ORASCOM, SONATRACH ET 5 BANQUES PUBLIQUES FINANCENT LE PROJET
Le complexe d’ammoniac d’Arzew opérationnel en 2010
La clôture financière du projet Sorfert pour la réalisation d´un complexe d´ammoniac et d´urée à Arzew a été signée hier à Alger. Le financement du projet est piloté par la Banque extérieure d´Algérie (BEA), chef de file du package financier qui est composé de 4 autres banques publiques nationales (Cnep, BNA, BDL et CPA).
La ligne de crédit relative à ce mégaprojet d´importance stratégique sera libellée en dinars précise-t-on. Les banques concernées ont débloqué 1,52 milliard d´euros en faveur de Sorfert-Algéria. Cette filiale du groupe Orascom est fondée en partenariat avec le groupe égyptien «Orascom construction» et Sonatrach.

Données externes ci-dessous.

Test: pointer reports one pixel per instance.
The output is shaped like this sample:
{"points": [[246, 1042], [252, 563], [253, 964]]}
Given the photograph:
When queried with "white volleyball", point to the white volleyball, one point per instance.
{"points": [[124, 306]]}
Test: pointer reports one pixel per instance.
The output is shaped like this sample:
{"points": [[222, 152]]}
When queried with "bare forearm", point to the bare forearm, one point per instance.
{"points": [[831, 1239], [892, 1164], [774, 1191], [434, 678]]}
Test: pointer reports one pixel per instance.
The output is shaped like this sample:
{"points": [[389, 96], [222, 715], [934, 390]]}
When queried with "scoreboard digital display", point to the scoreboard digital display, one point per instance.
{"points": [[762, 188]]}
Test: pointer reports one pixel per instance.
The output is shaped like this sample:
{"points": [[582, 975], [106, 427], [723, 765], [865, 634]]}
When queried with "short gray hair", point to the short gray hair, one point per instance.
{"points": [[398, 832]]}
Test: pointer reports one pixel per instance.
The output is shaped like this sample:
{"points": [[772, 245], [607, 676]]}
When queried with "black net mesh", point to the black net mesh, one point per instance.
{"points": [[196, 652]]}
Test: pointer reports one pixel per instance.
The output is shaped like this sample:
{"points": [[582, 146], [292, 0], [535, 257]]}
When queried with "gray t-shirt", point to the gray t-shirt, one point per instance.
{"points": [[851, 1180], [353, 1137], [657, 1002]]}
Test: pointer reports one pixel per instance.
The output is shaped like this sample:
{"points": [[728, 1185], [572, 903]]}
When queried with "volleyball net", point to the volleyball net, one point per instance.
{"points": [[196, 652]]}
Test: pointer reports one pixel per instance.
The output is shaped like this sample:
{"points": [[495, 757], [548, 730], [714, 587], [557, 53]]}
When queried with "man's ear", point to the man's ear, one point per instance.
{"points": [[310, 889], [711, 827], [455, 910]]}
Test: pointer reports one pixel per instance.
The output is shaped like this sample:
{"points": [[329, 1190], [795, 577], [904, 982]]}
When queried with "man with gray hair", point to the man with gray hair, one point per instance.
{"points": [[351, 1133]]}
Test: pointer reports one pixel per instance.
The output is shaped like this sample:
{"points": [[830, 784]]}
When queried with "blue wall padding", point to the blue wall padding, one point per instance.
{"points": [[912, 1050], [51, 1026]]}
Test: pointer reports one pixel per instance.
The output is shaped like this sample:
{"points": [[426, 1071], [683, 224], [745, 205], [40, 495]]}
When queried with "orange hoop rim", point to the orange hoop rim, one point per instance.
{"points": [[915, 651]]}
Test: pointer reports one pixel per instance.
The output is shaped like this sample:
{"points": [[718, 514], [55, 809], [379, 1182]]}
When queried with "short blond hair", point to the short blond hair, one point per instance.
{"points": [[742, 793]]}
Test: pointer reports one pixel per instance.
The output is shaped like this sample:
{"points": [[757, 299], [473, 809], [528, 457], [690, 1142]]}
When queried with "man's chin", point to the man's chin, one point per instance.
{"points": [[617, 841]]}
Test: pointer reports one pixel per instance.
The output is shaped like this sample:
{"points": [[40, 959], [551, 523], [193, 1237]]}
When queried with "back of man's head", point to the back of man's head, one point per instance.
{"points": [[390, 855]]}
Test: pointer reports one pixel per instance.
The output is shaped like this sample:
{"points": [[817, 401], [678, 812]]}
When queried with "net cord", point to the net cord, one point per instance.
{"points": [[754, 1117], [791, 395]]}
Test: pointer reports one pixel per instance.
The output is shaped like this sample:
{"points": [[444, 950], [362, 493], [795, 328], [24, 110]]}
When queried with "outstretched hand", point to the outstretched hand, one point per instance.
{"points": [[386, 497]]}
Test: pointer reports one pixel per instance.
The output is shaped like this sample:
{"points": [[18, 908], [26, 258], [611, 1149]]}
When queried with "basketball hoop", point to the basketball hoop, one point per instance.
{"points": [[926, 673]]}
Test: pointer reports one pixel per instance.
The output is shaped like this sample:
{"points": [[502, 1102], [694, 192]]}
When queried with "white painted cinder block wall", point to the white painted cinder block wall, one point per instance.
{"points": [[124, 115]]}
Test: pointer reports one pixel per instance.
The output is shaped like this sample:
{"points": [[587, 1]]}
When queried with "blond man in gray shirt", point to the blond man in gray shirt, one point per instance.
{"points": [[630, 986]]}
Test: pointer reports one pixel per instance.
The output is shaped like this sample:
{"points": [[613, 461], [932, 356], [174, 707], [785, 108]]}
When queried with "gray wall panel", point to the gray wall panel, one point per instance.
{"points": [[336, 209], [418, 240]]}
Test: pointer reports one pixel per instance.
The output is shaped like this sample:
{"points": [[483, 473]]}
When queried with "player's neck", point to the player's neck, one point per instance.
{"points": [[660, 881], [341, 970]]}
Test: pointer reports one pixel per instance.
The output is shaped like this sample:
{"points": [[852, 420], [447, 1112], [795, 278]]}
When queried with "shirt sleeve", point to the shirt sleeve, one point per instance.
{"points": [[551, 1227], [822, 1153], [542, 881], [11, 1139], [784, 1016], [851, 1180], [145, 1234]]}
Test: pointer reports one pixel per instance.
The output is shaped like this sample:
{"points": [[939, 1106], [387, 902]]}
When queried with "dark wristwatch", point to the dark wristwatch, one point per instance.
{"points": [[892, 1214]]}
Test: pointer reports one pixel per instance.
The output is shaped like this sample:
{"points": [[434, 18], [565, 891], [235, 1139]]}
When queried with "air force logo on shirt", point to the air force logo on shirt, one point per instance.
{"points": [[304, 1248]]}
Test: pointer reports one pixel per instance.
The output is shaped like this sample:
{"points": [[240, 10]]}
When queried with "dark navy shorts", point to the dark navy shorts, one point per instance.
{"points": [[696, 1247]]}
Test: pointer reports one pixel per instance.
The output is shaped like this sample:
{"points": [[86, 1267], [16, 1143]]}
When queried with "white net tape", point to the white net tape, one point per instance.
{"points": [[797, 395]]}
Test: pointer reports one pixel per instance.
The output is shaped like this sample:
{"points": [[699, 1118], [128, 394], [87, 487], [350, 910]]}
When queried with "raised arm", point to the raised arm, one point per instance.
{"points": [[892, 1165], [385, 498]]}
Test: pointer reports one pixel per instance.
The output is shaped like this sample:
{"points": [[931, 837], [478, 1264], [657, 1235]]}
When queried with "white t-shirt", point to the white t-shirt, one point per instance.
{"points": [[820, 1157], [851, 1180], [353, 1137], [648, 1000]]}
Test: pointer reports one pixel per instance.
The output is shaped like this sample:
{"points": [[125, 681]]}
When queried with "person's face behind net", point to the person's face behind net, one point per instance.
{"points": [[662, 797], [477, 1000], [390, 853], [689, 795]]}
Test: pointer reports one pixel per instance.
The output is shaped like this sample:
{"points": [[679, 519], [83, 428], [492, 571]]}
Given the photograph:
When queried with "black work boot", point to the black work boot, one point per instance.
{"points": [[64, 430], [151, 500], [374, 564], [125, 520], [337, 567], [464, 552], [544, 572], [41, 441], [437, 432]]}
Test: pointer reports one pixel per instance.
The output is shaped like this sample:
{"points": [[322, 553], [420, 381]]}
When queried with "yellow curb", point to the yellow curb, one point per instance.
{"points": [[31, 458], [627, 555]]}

Le capital est réparti respectivement à hauteur de 51% pour le premier et 49% pour la seconde.
La spécificité de «Project Financing» est que ce financement est effectué au fur et à mesure de la réalisation. 70% de ce financement seront assurés par les banques, dont 29% par la BEA, alors que 30% reviendront à Sonatrach et Orascom.
Les délais de réalisation de l´usine de fertilisants, dont l´accord porte sur 15 ans, prévoient 3 années d´essais. La durée des travaux, actuellement en cours, est de 50 mois pour entrer en production durant le second semestre de l´année 2010. Le rythme de production prévu du complexe est de «2 fois 2200 tonnes/jour d´ammoniac et 3450 tonnes/jour d´urée».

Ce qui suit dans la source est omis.